A new report from Homes for Scotland (HFS) has warned that Scotland’s housing emergency could develop into a ‘catastrophe’ without effective government intervention.
Following analysis of local authority published housing land audits, the research has found that housing completions could fall to as low as 5,000 per annum by 2031 as a direct result of failing planning policy. This compares with the 19,797 homes completed in 2024.
Furthermore, this figure does not include the impact of wider regulation which HFS said continues to make it increasingly difficult and more expensive to build the range of homes required to ensure social wellbeing and economic success.
The report highlights that there isn’t enough land coming through the planning system to maintain a delivery pipeline that comes close to meeting Scotland’s housing needs – a situation HFS attributes to the introduction of National Planning Framework 4 which has seen 60% of Local Development Plans (LDPs) become out of date.
On average, new LDPs aren’t due for publication until 2029. HFS added that, as delays persist, the more deliverable of previously allocated sites have been, or are currently, being built out. At the same time, sites which may be constrained or unviable remain in the system and are unable to be removed in favour of new ones.

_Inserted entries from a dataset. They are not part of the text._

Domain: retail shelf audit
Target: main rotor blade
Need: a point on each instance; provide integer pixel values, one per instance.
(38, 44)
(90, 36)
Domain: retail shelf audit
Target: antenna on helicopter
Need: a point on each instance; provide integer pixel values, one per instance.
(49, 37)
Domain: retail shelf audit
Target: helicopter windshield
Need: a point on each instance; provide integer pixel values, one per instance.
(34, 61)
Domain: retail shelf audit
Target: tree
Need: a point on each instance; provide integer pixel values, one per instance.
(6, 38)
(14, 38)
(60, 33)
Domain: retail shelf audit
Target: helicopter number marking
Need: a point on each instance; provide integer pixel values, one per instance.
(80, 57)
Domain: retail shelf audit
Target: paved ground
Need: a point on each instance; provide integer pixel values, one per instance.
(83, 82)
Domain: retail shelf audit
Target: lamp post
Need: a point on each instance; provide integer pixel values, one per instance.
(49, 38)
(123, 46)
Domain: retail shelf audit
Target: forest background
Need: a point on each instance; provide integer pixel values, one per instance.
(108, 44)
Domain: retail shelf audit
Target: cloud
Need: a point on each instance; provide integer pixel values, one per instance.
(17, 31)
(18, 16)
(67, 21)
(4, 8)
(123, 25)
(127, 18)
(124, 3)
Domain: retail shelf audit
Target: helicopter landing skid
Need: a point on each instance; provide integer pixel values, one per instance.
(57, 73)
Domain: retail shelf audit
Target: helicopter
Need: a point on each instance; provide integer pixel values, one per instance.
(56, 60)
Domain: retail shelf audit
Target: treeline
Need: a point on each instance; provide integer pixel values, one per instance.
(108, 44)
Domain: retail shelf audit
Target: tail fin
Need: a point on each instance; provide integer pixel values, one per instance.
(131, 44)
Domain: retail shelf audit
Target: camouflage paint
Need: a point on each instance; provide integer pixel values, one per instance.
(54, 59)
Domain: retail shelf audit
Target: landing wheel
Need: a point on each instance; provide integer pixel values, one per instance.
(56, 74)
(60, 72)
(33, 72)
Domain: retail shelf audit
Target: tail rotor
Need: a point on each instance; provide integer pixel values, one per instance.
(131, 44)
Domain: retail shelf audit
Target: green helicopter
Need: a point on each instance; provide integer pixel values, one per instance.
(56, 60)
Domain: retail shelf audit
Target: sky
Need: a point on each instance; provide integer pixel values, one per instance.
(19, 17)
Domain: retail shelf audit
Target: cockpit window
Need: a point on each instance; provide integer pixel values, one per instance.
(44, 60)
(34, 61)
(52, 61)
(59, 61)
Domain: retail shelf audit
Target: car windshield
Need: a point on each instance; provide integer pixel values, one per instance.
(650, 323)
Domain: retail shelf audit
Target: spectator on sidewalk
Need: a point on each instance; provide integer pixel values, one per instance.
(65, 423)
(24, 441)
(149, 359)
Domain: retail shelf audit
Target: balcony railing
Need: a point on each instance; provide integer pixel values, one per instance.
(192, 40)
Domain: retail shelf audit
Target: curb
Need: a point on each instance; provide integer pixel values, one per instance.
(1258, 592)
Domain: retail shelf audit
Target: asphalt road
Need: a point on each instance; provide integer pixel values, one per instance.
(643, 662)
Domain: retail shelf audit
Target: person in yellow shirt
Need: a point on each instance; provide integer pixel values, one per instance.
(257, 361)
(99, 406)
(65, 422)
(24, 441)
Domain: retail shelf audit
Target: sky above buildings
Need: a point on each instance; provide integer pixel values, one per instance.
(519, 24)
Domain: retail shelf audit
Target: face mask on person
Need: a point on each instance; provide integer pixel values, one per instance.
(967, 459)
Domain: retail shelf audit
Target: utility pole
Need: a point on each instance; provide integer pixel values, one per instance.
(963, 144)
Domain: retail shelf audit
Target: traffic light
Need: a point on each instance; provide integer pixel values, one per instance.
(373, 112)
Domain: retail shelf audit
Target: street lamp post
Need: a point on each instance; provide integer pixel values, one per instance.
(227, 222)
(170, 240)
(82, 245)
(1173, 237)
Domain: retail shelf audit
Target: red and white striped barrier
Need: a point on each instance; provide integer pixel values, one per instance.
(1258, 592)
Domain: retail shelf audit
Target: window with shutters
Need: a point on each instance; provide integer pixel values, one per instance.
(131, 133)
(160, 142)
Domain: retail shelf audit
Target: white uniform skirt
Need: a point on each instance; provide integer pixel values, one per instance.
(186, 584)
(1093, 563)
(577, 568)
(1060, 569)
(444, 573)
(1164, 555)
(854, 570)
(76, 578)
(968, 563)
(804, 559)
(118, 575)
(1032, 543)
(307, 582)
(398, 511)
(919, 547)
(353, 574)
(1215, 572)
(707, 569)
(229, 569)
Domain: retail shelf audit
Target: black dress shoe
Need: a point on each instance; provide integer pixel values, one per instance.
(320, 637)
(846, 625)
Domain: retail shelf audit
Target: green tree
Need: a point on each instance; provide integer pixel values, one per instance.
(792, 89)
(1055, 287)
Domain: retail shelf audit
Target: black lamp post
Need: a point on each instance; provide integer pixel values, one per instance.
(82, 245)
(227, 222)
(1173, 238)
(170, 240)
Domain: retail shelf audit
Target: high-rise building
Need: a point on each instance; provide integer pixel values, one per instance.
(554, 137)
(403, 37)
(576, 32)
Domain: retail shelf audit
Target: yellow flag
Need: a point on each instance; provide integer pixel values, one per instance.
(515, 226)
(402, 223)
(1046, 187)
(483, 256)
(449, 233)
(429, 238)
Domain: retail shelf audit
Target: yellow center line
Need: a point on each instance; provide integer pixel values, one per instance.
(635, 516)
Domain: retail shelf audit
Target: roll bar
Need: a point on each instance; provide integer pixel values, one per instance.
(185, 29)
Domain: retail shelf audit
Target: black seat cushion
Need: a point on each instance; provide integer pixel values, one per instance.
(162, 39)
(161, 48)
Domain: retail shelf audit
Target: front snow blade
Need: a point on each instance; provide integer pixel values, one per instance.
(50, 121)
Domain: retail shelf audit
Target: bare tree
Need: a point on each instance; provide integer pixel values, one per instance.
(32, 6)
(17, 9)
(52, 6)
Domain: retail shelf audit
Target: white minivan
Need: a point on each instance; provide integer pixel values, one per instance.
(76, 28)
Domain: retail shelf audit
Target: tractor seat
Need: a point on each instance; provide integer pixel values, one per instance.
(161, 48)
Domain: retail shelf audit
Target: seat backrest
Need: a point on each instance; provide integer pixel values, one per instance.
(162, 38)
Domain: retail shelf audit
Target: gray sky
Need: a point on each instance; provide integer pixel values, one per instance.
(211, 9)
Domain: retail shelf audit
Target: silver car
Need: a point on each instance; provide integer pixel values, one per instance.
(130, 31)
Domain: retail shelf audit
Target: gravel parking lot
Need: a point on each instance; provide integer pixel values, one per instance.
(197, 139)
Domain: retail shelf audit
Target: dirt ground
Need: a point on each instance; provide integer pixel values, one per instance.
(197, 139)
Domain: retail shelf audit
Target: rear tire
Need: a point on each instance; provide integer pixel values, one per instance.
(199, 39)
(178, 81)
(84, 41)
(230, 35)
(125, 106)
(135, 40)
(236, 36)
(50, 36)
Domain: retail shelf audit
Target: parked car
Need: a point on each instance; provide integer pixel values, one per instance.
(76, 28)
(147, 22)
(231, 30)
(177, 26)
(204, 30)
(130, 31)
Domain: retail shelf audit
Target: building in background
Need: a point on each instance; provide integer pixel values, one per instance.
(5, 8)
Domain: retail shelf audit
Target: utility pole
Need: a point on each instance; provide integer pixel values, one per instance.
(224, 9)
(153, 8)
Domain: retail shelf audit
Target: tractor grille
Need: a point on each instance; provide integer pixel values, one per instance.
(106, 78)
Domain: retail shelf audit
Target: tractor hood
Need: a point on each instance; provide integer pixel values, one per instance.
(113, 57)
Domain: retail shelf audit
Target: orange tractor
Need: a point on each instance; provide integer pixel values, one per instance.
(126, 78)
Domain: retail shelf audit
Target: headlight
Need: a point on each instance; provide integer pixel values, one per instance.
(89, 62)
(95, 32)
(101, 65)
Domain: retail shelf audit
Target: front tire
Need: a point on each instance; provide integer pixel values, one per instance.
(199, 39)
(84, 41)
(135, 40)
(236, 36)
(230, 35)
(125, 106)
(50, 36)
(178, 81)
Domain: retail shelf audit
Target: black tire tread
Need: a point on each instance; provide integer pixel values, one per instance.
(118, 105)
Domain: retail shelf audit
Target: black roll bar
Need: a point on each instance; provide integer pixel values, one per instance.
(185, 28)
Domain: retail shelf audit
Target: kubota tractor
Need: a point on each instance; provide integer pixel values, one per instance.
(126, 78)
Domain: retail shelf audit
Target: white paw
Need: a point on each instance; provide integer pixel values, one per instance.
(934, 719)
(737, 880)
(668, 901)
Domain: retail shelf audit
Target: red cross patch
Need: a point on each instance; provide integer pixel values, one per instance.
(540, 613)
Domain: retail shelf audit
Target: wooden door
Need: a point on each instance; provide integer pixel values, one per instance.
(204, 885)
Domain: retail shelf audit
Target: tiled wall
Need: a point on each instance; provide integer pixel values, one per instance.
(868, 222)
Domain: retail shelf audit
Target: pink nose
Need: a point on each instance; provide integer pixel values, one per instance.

Given that it takes around four years from submitting a planning application until delivery, HFS claims this means the number of new homes being built will continue on a downwards trajectory and that it could be 2033 before new homes start coming through again.
Kevin Murphy, HFS director of planning, said, “Let’s be clear, the housing emergency has been decades in the making. Whilst we have welcomed the principle of the recently announced More Homes Scotland agency, this won’t be fully operational until 2028/29. We just don’t have that time to lose.
“Frustratingly, this new report only confirms the specific concerns we have been expressing to ministers and officials since before NPF4 was introduced. However, rather than the Scottish Government addressing these and taking the necessary corrective action, we find ourselves with yet another consultation which describes ‘a living pipeline of land’ with planning permission being ‘in place for at least 164,000 homes’ which have not yet been built.
“As our research shows, this simply isn’t the case. Such narrative belies the wide-ranging, lengthy, complex and costly challenges that the home building sector has to face in delivering much-needed homes of all tenures.
“The truth is planning policy, particularly transition from NPF4 to LDPs, is exacerbating rather than addressing the fundamental problem which lies at the heart of the matter: the chronic undersupply of effective land on which to build homes. In the context of only 1.4% of Scotland’s land being in residential use, it is a shocking and untenable state of affairs that more than one in four Scottish households have been identified as being in some form of housing need.”
HFS has put forward suggestions, including the reinstatement of the presumption in favour of sustainable development to allow new sites to be built out earlier and aid the transition between the publication of NPF4 and new LDPs. Masterplan Consent Areas, which are being rolled out in Highland, also have the potential to be part of the solution.
Murphy added, “We continue to stand ready to work with the Scottish Government to implement effective, data-driven solutions and have demonstrated our commitment to this through the identification of specific barriers and the action required to overcome them. I sincerely hope ministers and officials ensure positive rhetoric translates into effective action before we see any more investment diverted elsewhere in the UK and lose any more of our SME home building base which is now at its lowest level in 20 years.”